I Am Depressed,But I am Human Too: Maybe It Should End

When I feel numb, I know my depression has reached its lowest point. I appear to have a lot of life in me, but the way that I feel does not feel filling. I question my purpose and have nothing to look forward to. Waking up out of the bed feels difficult and I am resentful of waking up in the morning.  My own value is meaningless and I don’t feel like I could it could be any worst. I don’t want this pain to continue, I don’t why it keeps happening, but I want it to end.

I don’t foresee any solution to letting the pain end, other than killing myself. I don’t want to do this for attention. I don’t want to kill myself over a specific person, I want my life to end because I don’t see any chance to make things better. I don’t think my problem is temporary, I believe that the only solution I have is to kill myself.

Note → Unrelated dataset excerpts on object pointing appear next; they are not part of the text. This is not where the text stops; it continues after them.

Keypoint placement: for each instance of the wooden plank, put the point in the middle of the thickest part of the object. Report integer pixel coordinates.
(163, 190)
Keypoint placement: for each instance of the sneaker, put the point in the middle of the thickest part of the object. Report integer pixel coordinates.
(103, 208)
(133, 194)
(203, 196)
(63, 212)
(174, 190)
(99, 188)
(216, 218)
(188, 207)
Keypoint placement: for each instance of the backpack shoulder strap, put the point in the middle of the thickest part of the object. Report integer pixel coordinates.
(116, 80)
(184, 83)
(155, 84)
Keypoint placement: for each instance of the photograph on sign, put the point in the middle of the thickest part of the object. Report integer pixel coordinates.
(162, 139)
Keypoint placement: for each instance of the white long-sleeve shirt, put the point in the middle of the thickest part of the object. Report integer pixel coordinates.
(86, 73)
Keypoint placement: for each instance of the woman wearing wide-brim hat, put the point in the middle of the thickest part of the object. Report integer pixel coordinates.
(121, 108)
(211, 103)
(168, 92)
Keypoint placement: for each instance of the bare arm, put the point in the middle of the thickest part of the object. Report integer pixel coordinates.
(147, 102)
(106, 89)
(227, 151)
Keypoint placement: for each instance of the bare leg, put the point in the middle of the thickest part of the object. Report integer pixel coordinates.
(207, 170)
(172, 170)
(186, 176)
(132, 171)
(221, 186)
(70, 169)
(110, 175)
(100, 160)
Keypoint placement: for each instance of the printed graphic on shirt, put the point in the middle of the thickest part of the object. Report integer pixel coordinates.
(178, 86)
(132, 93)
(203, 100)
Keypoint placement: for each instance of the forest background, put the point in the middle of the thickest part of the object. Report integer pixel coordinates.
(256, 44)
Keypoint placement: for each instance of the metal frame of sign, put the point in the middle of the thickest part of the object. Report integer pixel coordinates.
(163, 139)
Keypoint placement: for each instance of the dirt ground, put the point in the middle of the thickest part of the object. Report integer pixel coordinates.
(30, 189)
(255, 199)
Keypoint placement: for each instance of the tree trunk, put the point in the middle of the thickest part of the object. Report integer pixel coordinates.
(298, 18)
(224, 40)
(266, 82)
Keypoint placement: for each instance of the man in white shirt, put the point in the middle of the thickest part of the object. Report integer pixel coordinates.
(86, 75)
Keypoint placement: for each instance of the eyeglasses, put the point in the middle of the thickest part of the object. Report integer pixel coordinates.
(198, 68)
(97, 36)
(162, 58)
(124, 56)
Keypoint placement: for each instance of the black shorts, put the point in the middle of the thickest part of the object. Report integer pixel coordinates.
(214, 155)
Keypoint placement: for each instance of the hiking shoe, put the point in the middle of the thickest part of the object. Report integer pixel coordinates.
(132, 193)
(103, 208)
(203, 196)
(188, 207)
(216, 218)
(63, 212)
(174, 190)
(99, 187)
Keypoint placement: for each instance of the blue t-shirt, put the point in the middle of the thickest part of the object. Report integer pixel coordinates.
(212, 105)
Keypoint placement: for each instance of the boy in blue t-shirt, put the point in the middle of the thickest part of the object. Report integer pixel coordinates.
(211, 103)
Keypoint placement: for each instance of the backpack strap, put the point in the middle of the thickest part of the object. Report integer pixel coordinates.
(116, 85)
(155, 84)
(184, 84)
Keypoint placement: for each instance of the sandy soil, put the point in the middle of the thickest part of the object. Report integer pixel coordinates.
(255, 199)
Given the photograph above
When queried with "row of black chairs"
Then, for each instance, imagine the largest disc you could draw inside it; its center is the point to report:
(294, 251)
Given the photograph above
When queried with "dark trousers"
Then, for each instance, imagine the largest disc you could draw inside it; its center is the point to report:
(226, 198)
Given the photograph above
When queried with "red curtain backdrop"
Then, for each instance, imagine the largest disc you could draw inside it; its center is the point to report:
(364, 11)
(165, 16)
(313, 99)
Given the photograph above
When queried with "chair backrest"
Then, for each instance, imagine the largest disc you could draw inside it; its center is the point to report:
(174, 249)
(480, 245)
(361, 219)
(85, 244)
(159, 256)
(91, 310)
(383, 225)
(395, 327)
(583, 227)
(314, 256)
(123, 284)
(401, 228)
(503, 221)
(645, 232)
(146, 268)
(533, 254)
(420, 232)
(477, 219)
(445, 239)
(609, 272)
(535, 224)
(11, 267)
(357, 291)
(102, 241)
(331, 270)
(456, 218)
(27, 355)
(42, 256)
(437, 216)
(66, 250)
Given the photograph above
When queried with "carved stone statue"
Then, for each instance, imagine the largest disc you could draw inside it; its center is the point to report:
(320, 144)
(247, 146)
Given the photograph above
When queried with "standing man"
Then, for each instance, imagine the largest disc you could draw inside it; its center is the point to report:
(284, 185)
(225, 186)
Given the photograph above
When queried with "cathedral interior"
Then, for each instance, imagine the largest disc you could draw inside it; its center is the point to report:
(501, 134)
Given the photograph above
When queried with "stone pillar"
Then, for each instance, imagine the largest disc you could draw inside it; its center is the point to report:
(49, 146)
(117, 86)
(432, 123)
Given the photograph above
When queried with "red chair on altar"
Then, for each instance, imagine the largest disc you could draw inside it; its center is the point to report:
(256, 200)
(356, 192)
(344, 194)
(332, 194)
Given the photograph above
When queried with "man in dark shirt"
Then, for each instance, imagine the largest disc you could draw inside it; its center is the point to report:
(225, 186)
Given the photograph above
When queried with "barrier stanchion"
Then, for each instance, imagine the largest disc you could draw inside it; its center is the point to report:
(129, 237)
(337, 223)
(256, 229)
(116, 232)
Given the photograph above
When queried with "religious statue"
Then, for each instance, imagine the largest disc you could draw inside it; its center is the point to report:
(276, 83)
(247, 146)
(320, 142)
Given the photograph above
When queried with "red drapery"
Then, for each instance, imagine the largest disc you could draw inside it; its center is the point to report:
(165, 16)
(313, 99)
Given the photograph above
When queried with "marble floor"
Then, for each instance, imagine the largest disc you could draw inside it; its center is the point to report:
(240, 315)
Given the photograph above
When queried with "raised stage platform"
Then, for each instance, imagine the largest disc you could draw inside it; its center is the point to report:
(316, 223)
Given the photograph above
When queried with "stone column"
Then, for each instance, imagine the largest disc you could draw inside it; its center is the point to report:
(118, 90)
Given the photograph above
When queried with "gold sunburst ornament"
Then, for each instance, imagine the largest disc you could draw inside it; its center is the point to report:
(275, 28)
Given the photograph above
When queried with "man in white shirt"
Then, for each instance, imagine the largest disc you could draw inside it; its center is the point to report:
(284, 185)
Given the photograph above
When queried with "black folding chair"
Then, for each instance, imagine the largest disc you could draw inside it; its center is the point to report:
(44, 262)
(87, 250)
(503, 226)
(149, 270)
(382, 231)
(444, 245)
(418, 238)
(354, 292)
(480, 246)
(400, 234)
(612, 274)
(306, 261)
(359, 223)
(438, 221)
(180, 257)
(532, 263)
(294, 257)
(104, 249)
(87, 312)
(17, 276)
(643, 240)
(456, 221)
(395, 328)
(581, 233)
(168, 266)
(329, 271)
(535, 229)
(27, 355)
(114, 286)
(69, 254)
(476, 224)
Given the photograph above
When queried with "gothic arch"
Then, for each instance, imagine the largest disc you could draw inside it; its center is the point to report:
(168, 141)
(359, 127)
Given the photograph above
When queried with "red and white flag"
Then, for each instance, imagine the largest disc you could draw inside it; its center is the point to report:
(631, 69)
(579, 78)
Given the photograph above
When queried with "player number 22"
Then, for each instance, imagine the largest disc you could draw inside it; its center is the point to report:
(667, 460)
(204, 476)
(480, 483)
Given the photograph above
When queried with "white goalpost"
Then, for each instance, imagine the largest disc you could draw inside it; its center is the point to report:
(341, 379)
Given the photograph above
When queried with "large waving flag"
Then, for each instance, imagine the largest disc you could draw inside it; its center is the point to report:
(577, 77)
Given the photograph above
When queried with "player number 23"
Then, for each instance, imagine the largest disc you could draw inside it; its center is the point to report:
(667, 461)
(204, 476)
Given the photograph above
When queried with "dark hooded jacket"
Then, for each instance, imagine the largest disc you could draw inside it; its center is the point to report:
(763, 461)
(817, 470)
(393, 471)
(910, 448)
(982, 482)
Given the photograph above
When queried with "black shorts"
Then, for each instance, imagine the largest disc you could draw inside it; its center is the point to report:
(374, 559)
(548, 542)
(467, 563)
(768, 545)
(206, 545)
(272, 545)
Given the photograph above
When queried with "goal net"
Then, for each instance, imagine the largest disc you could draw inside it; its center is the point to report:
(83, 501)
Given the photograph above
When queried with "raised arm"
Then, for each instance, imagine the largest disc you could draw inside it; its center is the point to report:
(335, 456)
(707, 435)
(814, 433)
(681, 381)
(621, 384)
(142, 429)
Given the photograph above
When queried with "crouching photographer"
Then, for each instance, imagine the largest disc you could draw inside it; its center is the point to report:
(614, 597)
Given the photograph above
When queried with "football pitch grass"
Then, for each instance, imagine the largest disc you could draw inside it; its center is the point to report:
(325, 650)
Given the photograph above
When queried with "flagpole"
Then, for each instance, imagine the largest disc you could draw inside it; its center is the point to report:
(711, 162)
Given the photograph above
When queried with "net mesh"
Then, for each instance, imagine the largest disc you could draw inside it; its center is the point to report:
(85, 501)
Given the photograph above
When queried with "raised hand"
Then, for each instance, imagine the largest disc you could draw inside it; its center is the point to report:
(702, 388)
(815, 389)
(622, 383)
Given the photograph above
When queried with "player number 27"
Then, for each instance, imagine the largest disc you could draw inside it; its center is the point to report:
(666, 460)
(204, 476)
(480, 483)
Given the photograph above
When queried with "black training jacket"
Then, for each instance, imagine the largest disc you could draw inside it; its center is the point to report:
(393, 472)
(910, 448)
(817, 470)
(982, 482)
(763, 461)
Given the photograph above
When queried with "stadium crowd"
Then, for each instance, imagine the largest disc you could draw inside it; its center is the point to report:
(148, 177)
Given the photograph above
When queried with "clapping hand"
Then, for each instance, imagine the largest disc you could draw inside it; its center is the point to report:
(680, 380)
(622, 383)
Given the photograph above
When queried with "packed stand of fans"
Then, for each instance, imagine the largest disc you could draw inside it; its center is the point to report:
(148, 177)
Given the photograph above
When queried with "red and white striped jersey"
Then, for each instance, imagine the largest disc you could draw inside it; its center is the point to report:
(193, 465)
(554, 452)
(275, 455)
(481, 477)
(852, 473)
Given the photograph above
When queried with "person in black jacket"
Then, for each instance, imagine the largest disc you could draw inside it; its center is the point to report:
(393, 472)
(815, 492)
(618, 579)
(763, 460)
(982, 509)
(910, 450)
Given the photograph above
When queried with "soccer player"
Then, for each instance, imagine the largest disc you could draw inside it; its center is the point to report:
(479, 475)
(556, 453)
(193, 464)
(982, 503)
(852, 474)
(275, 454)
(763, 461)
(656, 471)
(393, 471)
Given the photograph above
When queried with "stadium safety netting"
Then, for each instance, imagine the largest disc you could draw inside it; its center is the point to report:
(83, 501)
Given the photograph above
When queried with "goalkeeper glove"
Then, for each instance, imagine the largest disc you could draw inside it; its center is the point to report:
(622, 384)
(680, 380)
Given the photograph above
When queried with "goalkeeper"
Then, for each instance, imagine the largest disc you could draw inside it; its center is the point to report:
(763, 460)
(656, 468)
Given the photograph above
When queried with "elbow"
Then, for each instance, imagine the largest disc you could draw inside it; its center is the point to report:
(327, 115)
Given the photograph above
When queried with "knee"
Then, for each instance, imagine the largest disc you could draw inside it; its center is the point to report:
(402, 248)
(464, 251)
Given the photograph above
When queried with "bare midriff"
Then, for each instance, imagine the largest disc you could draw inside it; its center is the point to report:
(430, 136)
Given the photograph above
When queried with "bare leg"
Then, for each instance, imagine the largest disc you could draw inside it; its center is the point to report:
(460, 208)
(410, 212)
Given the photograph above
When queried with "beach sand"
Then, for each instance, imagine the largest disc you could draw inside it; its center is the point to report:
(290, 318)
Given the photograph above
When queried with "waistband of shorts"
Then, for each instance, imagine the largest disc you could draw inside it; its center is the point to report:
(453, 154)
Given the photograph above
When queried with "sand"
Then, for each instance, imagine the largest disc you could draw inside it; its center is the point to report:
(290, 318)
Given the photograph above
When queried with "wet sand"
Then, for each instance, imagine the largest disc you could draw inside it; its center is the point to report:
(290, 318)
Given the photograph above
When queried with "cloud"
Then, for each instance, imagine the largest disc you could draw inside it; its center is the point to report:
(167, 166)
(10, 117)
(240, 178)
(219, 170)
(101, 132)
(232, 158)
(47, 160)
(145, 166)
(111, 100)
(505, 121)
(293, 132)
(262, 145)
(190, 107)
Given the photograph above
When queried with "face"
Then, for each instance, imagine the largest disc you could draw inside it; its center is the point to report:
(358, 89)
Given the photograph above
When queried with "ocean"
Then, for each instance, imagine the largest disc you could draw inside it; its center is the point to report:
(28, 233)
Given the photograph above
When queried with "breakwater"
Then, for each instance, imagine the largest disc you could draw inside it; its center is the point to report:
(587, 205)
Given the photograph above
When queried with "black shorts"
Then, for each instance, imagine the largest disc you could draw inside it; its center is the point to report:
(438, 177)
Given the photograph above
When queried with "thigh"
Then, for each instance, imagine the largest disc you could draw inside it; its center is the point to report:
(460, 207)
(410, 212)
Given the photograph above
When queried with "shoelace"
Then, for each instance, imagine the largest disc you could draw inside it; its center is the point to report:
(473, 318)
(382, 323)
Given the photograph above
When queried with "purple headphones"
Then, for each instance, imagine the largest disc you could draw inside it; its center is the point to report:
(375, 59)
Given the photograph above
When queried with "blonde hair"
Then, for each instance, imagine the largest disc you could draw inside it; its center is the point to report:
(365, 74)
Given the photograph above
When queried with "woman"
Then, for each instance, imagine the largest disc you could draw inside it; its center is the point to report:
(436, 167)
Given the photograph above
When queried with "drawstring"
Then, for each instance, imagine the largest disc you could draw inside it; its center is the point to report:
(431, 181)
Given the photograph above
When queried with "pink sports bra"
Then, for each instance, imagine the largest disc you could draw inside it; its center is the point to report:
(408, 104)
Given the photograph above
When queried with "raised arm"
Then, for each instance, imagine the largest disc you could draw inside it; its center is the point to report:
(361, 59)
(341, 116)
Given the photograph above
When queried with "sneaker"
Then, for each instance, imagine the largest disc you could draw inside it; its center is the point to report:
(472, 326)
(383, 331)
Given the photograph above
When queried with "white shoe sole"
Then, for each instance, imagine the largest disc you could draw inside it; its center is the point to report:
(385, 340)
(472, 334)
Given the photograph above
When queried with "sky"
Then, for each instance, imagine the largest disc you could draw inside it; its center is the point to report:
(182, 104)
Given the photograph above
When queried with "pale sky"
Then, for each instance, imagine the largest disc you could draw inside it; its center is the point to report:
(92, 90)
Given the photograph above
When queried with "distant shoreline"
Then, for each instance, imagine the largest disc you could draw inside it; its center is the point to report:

I feel helpless whenever I am not able to control any situations or problems that I am going through. I have lost any positive coping skills and believe the only solution is by killing myself. Whenever I don’t get the things I want I build resentment until I feel powerless. The more that I fail, the less that I believe that I can succeed. I am triggered not only by external factors, but by my own underlying self-hatred and misunderstanding of self-worth.

I don’t make it a big deal that I want to kill myself, because I don’t value my life. If I tell someone that I want to kill myself, I don’t expect them to react, because I believe that people don’t care about me to begin with. People don’t keep me alive, because I don’t believe in them and I know they don’t believe in me, so what’s the point in living anyways?

I am not successful at trying to kill myself. I actually am very bad at it. Sometimes people would catch me right before I tried. Other times I would go on alcoholic binges hoping that I could drink myself to death, but my body won’t let me. If my body won’t let me I would be stopped by friends during a drunk night.

There have been times I came closing to meeting the end of my life. But each time I got close, I was found by a friend. There are some occaisions I ended up in the hospital and other times I ended up finding myself in social interventions with friends about the seriousness of what I was trying to do with myself. These interventions did not have an impact on whether or not I still thought about killing myself. Finding a solution was not a simple process.  

The only thing keeping me from staying alive is my faith in God, my grandparents, and the few friendships that I have. Even inside of the intense hopelessness I experience in my heart, I still believe there is a chance that something can change. I don’t want to make the people I love upset that I gave up on a chance at living my life. I want to change, but I just don’t know how to. I need help.